Lorsque vous achetez un bracelet connecté et que l’application vous demande votre prénom, votre poids, votre taille, votre âge, ces informations constituent des données personnelles (elles peuvent permettre de vous identifier).

Par définition, elles vous appartiennent et à ce titre, vous avez des droits.

En Europe, la directive 95/46/CE de 1995 pose un socle commun à tous les pays de l’UE pour la protection des données à caractère personnel et à leur libre circulation. Elle vise notamment à protéger la vie privée des individus.

Devant l’insuffisance de cette directive au regard des évolutions technologiques, la Commission Européenne a proposé en 2012 une réforme globale de la législation sur les données personnelles dans une optique toujours plus protectrice. Le législateur européen entend placer l’individu  au cœur du dispositif de protection des données à caractère personnel : il pourra disposer du droit à la notification d’une violation de ses données à caractère personnel lors de l’apparition de failles de sécurité, du droit d’opposition à une mesure de profilage ou encore, et d’un « droit à l’oubli numérique » (effacement des données sur demande si aucun motif légitime ne justifie leur conservation).

Le 14 avril 2016, après 4 ans de débats, le texte a été voté par le Parlement Européen. Il remplace la directive de 1995.

Pendant ce temps en France, le Sénat a adopté en première lecture le 3 mai 2016 le projet de Loi Numérique d’Axelle Lemaire, après de multiples revirements. Cette loi consacre le principe de neutralité des réseaux, de portabilité des données et de loyauté des plateformes, elle entend améliorer l’accès à internet et ouvrir davantage des données publiques.

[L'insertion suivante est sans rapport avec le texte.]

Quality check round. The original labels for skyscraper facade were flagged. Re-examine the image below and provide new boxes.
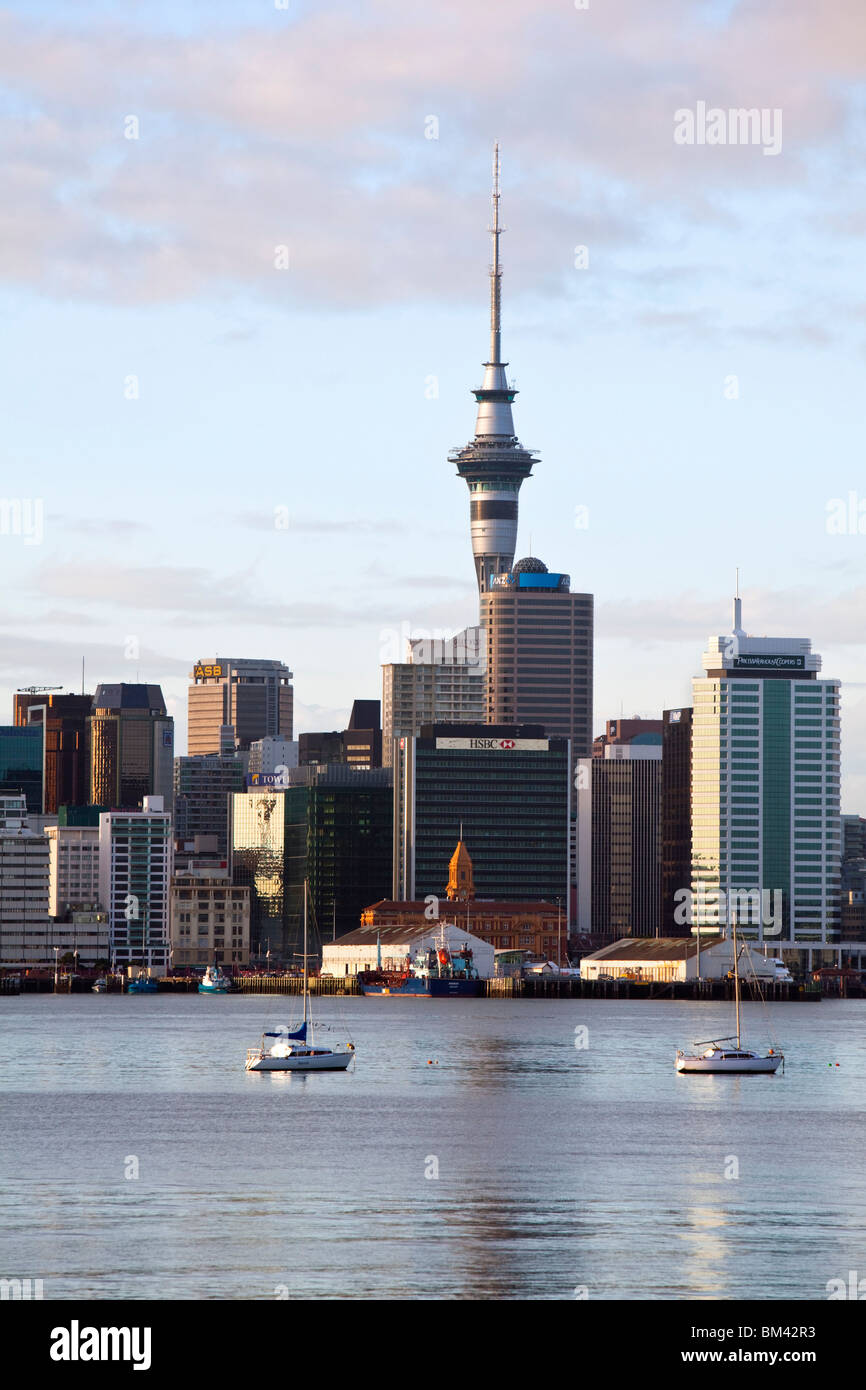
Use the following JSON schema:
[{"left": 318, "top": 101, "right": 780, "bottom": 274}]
[
  {"left": 0, "top": 724, "right": 44, "bottom": 816},
  {"left": 99, "top": 796, "right": 172, "bottom": 974},
  {"left": 14, "top": 691, "right": 93, "bottom": 816},
  {"left": 88, "top": 682, "right": 174, "bottom": 810},
  {"left": 392, "top": 724, "right": 571, "bottom": 913},
  {"left": 662, "top": 709, "right": 692, "bottom": 937},
  {"left": 481, "top": 559, "right": 594, "bottom": 759},
  {"left": 174, "top": 753, "right": 246, "bottom": 856},
  {"left": 449, "top": 146, "right": 537, "bottom": 594},
  {"left": 577, "top": 739, "right": 662, "bottom": 937},
  {"left": 692, "top": 598, "right": 841, "bottom": 963},
  {"left": 188, "top": 656, "right": 295, "bottom": 758},
  {"left": 382, "top": 627, "right": 487, "bottom": 767}
]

Les législations à travers le monde

Pour Axelle Lemaire, Secrétaire d’état au numérique « Les robots, les drones, les objets connectés sont à terme bénéfiques pour tous. Il faut en renforcer l’utilisation dans les métiers du droit. »

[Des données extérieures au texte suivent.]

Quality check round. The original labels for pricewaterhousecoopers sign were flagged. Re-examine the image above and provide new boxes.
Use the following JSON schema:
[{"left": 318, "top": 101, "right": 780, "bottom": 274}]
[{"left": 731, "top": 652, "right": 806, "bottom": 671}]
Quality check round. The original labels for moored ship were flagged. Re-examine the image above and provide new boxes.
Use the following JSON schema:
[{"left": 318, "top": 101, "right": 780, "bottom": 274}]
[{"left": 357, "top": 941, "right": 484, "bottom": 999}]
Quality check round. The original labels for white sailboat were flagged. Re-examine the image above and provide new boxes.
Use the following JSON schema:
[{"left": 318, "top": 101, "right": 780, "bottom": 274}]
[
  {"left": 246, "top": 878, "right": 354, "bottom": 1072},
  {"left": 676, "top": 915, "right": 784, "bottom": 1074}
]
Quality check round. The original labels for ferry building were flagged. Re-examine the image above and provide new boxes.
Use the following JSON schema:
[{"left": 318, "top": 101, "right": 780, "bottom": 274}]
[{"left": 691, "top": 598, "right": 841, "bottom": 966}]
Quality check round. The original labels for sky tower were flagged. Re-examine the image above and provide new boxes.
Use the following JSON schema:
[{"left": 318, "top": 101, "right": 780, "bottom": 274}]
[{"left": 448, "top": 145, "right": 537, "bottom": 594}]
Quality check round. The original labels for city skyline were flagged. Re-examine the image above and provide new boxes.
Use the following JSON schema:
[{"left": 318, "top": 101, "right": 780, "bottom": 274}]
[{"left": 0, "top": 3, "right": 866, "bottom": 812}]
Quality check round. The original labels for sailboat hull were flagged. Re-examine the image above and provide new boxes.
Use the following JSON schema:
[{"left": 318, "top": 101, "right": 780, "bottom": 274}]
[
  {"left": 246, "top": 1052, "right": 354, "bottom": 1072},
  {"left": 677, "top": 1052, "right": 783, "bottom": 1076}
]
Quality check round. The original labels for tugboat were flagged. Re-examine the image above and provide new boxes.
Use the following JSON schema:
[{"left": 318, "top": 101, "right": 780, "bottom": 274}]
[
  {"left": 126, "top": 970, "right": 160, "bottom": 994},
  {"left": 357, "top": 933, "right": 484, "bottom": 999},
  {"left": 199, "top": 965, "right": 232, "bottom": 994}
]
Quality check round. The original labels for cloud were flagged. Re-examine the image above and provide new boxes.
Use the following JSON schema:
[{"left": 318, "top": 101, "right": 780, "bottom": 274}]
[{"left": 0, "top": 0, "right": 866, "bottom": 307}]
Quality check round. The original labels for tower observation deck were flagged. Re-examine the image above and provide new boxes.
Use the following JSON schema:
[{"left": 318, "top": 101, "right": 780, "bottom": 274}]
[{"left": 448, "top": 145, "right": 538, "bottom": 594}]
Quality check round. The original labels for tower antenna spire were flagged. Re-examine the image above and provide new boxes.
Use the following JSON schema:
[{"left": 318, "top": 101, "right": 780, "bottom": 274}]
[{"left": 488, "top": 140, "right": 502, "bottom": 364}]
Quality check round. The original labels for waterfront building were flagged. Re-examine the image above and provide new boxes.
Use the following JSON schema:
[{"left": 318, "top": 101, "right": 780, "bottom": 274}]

A l’échelle mondiale, il est impossible de se référer à une loi « générale » qui serait la même pour tous : les pays légifèrent eux-mêmes (ou en groupe, à l’image de l’Europe).

La CNIL tient une cartographie mondiale de la protection des données personnelles pays par pays.

On constate que l’Europe, le Canada et l’Argentine ont un niveau adéquat de protection des données personnelles. En ce qui concerne les Etats-Unis, un accord avec l’Union Européenne est en cours de signature. En attendant, les transferts de données entre ces deux entités nécessitent l’accord de la CNIL.

Certains, sans répondre aux critères de protection des données selon la CNIL disposent cependant d’une autorité de contrôle : l’Australie, l’Inde, le Mexique, le Japon ou encore l’Ukraine.

Pour le reste du monde, le niveau de protection des données est considéré comme « inadéquat » : cela signifie soit qu’ils n’ont pas légiféré sur la question, soit que les lois en question sont insuffisantes.

Globalement, on constate que la technologie avance plus vite que le droit. Les législations tentent de suivre, mais l’idéal d’une législation unique à travers le monde sur les données reste en l’état une utopie.